“是啊!”

    范铁舟感慨道:“员外们个个敬我酒,孩子有了出息,父母也跟着沾光。”

    停一下,范铁舟又笑道:“朱大官人还再三问我,宁儿是怎么变成神童的,我还真不好回答。”

    “有什么不好回答的,我记得宁儿生病的时候,你不是天天用金银花熬汤给他喝,晚上还用生姜水给他洗澡,后来宁儿病好后,就完全变了样,你忘了?”

    范铁舟挠挠头,“是有这么回事,但是不是金银花汤和生姜水的作用,我真不敢说!”

    “管他呢!要是有人问起来,咱们就这样说。”

    范铁舟苦笑一声,这种事怎么能乱下结论呢?

    这时,他拾起桌上的大红包,笑问道:“他们送的什么厚礼?”

    “你不说,我都险些忘了,里面是地契,五十亩上田的地契。”

    “五十亩地!”

    范铁舟一咋舌,“乖乖,这个礼够厚重的,差不多四百贯钱了。

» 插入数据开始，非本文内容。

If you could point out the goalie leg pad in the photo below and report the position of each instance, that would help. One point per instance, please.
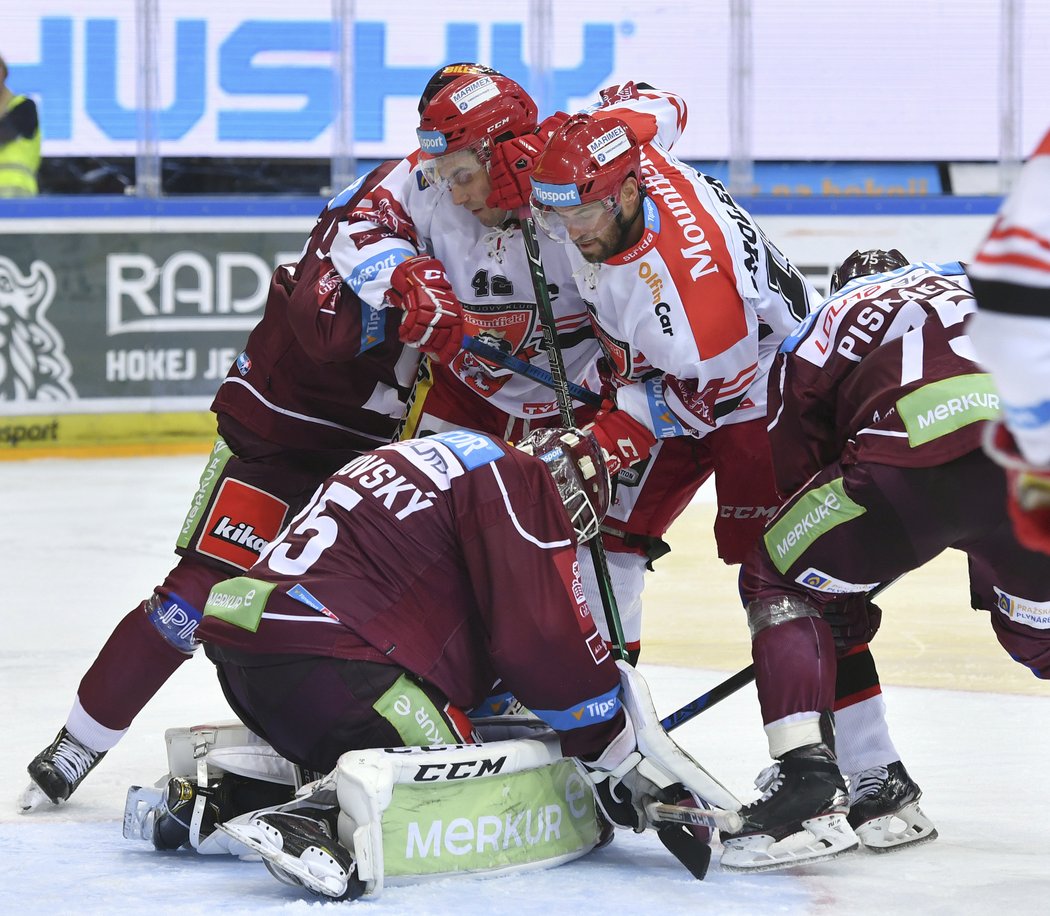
(495, 808)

”

    这时,外面传来一阵急促的奔跑声,张三娘顿时跳了起来,“宁儿回来了!”

    这个脚步声她太熟悉了。

    第七十八章 家里来了贼

    范宁一阵风似冲了进了家门,迎面遇到母亲张三娘,后面跟着是他父亲范铁舟。

    “娘,我回来了!”

    范宁话音刚落,便被母亲张三娘一把抱在怀中,激动得泪水扑簌簌落下。

    “我的儿子给娘挣脸了!”

    “不光挣脸,还给娘挣钱了!”

    范宁从书袋中取出一个鼓鼓的佩囊,笑眯眯道:“这里面可是娘最喜欢的东西。”

    张三娘破涕为笑,在他头上敲了一下,“小坏蛋,把娘说得象财迷一样。”

    话虽这样说,张三娘还是一把将佩囊夺过去,喜滋滋问道:“有多少?”

    “五十两银子!”

    张三娘顿时笑得嘴都合不拢,回头对丈夫道:“他爹,有五十两啊!”

    范铁舟笑呵呵揉了揉儿子头发,关心地问道:“你是怎么回来的?”

    “我和刘院主坐船回来,爹爹,刘院主说,作为对我的奖励,以后医馆每月五贯钱的月租就不用付了。”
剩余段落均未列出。